Handball Frauen-WM

Auf dem Weg in die Hauptrunde

02. Dezember 2007 Die deutschen Handball-Frauen haben mit dem Auftaktsieg gegen die Ukraine die Grundlage für den Einzug in die Hauptrunde der Weltmeisterschaft gelegt. Im ersten Spiel der Vorrundengruppe F bezwang der EM-Vierte am Sonntag in Nantes den Olympia-Dritten 26:21.

Mit einem Sieg im zweiten Spiel an diesem Montag gegen Außenseiter Paraguay würde die Auswahl des Deutschen Handball-Bundes (DHB) vorzeitig die zweite Turnierphase erreichen. Beste deutsche Werferin vor 4460 Zuschauern im Palais des Sports war Grit Jurack (Viborg) mit neun Toren.

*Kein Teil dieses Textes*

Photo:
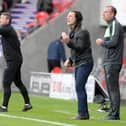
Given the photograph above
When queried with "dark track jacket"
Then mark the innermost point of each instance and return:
(80, 45)
(10, 44)
(113, 43)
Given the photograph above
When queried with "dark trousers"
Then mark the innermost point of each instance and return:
(52, 64)
(81, 75)
(112, 81)
(13, 74)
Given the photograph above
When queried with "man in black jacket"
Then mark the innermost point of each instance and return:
(13, 57)
(113, 47)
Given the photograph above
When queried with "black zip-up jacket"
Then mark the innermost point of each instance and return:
(113, 43)
(10, 44)
(80, 45)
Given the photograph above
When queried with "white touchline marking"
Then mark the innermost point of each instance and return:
(36, 120)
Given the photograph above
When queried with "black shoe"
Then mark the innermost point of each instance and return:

Kathrin Blacha sah nach drei Zeitstrafen die Rote Karte (56. Minute).

„Existenzieller Sieg“

Gegen die Ukraine, die in der WM-Qualifikation mit dem Sieg gegen Olympiasieger Dänemark für eine große Überraschung gesorgt hatte, begann Deutschland sehr nervös und leistete sich zahlreiche Fehlwürfe. Doch vor allem Grit Jurack und „Welthandballerin“ Nadine Krause hielten ihr Team im Spiel. Allerdings blieben individuelle Fehler auch später nicht aus. Erst in den letzten Minuten machte das Team von Bundestrainer Armin Emrich den deutlichen Sieg perfekt. „Das war ein existenzieller Sieg in dieser Gruppe. Es ging heute darum, wer die besseren Nerven hat und wer am einfachsten und effektivsten spielt“, sagte Emrich.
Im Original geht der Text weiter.